Aired: 11/15/15 on Hallmark Channel
When I first saw the promos for Christmas Incorporated, I thought the lead actress was Cobie Smulders. It wasn’t. While there was nothing wrong with Not-Cobie-Smulders, Robin Sparkles would have made this movie so much better.
Not-Cobie-Smulders was laid off and is now looking for a job. She is rejected for various (and sometimes stupid) reasons, until she applies for a job as the assistant to the CEO of Young Industries. The hiring manager, however, has the wrong resume – which shouldn’t really be a problem, because they hired her, not her resume. It is a problem though. There are three possible scenarios, all of which are so stupid that I find it hard to believe that the clearly employed writers have ever had a job in their lives. The first possibility is that Not-Cobie-Smulders falsifies her W-9, which I am fairly certain is illegal, because there is a warning that you are signing it under penalty of perjury. Second possibility, Young Industries just doesn’t bother with a W-9, also illegal. Third possibility, the W-9s were filled out beforehand and attached to the resume – which means Not-Cobie-Smulders wouldn’t be getting paid, someone else would.
Anyway, let’s get back to the story. The CEO is a 25-year-old man taking over from his late father. His inexperience is obvious. He doesn’t seem to understand economics, marketing, or public speaking – all of which seem like important attributes for a CEO of a large corporation. CEO and Not-Cobie-Smulders head off to a toy factory in Dover, New Hampshire to determine whether to keep it open.
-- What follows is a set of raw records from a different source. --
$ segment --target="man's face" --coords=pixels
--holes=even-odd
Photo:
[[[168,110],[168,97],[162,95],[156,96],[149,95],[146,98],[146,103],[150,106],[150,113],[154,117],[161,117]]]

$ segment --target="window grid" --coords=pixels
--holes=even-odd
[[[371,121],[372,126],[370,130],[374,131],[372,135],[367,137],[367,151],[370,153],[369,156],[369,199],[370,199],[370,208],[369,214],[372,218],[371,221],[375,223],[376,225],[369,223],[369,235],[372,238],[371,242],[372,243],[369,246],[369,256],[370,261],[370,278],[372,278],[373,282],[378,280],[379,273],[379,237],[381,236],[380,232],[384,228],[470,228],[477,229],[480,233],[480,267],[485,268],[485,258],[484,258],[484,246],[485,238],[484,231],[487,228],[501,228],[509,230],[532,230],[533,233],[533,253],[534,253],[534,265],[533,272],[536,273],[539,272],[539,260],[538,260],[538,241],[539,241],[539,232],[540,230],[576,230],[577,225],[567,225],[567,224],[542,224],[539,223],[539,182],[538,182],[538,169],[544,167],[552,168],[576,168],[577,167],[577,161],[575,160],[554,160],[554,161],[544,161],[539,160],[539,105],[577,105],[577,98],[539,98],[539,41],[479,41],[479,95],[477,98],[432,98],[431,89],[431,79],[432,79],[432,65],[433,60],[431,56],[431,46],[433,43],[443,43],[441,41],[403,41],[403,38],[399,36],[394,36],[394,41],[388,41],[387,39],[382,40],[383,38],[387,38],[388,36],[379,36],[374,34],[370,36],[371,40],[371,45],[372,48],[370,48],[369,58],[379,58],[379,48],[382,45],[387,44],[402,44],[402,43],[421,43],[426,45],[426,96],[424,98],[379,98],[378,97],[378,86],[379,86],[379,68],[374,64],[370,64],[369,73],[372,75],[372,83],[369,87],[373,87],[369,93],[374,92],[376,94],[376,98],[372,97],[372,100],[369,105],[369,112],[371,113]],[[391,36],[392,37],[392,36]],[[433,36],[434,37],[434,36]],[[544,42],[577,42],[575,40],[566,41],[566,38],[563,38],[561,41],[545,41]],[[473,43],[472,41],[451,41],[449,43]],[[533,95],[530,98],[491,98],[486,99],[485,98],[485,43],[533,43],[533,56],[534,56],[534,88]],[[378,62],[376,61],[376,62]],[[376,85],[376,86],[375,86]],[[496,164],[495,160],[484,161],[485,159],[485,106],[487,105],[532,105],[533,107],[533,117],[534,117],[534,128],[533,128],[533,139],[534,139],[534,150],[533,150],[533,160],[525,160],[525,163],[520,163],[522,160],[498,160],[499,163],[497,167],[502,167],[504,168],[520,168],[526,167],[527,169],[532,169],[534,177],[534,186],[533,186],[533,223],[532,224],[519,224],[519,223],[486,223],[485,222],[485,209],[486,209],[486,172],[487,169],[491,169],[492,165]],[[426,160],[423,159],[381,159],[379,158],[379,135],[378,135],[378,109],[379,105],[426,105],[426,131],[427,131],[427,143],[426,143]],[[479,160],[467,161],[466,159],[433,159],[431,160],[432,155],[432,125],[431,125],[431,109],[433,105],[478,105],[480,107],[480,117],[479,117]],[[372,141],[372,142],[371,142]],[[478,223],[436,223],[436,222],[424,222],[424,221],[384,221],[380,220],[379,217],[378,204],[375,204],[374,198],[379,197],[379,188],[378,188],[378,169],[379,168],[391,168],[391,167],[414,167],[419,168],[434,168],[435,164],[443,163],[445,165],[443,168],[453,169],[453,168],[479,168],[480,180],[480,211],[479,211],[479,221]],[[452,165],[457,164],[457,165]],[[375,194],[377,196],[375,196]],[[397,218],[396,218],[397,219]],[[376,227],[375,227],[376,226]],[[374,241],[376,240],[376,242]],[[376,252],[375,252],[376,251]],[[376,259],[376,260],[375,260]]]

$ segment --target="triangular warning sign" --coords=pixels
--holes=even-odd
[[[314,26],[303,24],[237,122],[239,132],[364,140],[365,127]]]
CEO has no idea what he is doing so assistant Not-Cobie-Smulders comes up with a good idea to market old toys as nostalgic – a low overhead product, with potentially popular appeal. Then she comes up with a terrible marketing strategy of having everyone in small-town Dover tell everyone they know (isn’t that just each other?) about the old-new product.
Since this is a Hallmark movie, you know not-Cobie-Smulders is going to hook up with her boss – which is clichéd at best. Though I suppose since they hired someone else, it technically isn’t her boss. It also seems apparent that she really isn’t an assistant since she comes up with all the ideas, orders him around, and doesn’t seem to do anything that an assistant might actually do – like his schedule.
Christmas Incorporated suffers from poor writing. I really think Robin Sparkles should have sang a song to save the factory instead of telling people about an old toy.